I am trying to define a commutator. The way I am working this out is the following. I have a list with integers. I want to put the biggest on the right commuting them. For example, if I have a list like {1,1,1,-4,-3}, then I want to commute the three 1's to the right of the negative number.
I have a recursive function that does the job but I have issues with it since I overcharged this function's definition and the way Mathematica interprets it is not totally clear to me. Therefore, I want to go with an If,else condition. The first recursive function I have is the following
C3[a___, h2_, {n1___, m_, n_, n4___}, b___] := C3[a, h2, {n1, n, m, n4}, b] + (m - n) C3[a, h2, {n1, n + m, n4}, b] +
If[m + n == 0, c (m^3 - m)/12 C3[a, h2, {n1, n4}, b], 0] /; m > n;
This function works indeed as expected, and we have
In[6]:= C3[1, {}, 1, {1, 1, 1, -4, -3}, 1, {}] // FullSimplify
Out[6]= 48 (3 C3[1, {}, 1, {-4}, 1, {}] + 5 (C3[1, {}, 1, {-3, -1}, 1, {}] + C3[1, {}, 1, {-2, -2}, 1, {}]))
Now I don't understand why an equivalent thing with an If does not work. If I use the function
C3p[a___, h2_, {n1___, m_, n_, n4___}, b___] := If[m > n,C3p[a, h2, {n1, n, m, n4}, b] + (m - n) C3p[a, h2, {n1, n + m, n4}, b] + If[m + n == 0, c (m^3 - m)/12 C3p[a, h2, {n1, n4}, b], 0], 0]
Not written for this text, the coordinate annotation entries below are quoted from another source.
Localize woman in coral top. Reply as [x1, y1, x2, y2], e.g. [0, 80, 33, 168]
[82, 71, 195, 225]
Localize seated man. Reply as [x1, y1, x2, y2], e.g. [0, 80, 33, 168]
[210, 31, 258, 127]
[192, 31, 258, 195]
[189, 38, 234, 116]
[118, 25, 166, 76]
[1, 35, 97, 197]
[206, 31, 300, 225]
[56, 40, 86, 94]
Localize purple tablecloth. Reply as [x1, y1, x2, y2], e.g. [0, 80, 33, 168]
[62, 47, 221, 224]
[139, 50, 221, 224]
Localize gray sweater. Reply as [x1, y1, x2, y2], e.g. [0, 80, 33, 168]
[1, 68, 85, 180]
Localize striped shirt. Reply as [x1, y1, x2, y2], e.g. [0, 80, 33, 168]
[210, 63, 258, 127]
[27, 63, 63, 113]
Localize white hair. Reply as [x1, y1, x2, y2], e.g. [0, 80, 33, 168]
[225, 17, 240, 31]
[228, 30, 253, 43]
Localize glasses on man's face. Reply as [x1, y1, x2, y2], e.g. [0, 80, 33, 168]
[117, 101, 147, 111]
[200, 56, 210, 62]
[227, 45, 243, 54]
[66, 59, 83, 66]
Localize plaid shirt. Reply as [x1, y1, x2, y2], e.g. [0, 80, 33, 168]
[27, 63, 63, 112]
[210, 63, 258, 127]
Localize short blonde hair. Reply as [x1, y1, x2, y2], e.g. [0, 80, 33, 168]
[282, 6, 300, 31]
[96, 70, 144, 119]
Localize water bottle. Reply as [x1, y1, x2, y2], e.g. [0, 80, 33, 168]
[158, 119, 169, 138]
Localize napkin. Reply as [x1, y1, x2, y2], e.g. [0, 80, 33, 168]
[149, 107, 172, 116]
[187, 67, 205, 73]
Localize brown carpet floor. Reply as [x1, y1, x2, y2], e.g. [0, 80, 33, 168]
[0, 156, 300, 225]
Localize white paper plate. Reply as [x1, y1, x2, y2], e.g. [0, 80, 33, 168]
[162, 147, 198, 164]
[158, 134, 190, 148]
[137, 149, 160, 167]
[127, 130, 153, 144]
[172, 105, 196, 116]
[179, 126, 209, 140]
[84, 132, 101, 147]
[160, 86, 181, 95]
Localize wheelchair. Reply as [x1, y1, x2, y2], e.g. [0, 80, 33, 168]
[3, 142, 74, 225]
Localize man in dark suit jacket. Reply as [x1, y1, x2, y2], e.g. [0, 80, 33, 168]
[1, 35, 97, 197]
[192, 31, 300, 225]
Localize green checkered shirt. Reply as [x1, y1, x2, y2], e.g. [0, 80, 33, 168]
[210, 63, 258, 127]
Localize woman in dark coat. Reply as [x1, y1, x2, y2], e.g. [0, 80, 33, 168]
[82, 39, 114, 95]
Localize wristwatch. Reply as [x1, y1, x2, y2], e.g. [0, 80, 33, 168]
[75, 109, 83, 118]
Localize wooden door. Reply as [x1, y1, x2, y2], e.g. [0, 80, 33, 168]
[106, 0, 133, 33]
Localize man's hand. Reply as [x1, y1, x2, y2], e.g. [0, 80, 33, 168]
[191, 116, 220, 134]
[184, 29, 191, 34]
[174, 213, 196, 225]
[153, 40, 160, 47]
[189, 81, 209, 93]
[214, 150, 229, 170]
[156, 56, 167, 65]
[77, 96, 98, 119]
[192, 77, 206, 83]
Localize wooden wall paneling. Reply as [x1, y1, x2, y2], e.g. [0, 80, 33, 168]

This one does not enter in the condition and we obtain
In[8]:= C3p[1, {}, 1, {1, 1, 1, -4, -3}, 1, {}]
Out[9]= 0
This function does not even produce an output and never enters the condition. I am also interested in the rapidity of execution since in the end, this function may be called a huge number of time. Any help would be much appreciated.
In full generality, what I am trying to achive is the following. In a recursive manner, I have this six functions, but I am almost sure that Mathematica is confused since their call is somewhat similar. C3 is a function that take six arguments of the form C3[h1_,{n1___},h2_,{n2___},h3_,{n3___}],
three integers and three lists of integers. My code yields the correct result but become incredibly slow. Basically, I am searching a clever way to write
C3[a___, h3_, {n___, m_}] := 0 /; m > 0;
C3[a___, h2_, {n___, m_}, b___] := 0 /; m > 0;
C3[h_, {n___, m_}, a___] := 0 /; m > 0;
C3[a___, h3_, {n1___, m_, n_, n4___}] := C3[a, h3, {n1, n, m, n4}] + (m - n) C3[a, h3, {n1, n + m, n4}] +
If[m + n == 0, 24 (m^3 - m)/12 C3[a, h3, {n1, n4}], 0] /; m > n;
C3[a___, h2_, {n1___, m_, n_, n4___}, b___] :=
C3[a, h2, {n1, n, m, n4}, b] + (m - n) C3[a, h2, {n1, n + m, n4}, b] +
If[m + n == 0, c (m^3 - m)/12 C3[a, h2, {n1, n4}, b], 0] /; m > n;
C3[h_, {n1___, m_, n_, n4___}, a___] := C3[h, {n1, n, m, n4}, a] + (m - n) C3[h, {n1, n + m, n4}, a] +
If[m + n == 0, 24 (m^3 - m)/12 C3[h, {n1, n4}, a], 0] /; m > n;
so that mathematica is not confused and know exactly how to commute the thing until the desired order is reached.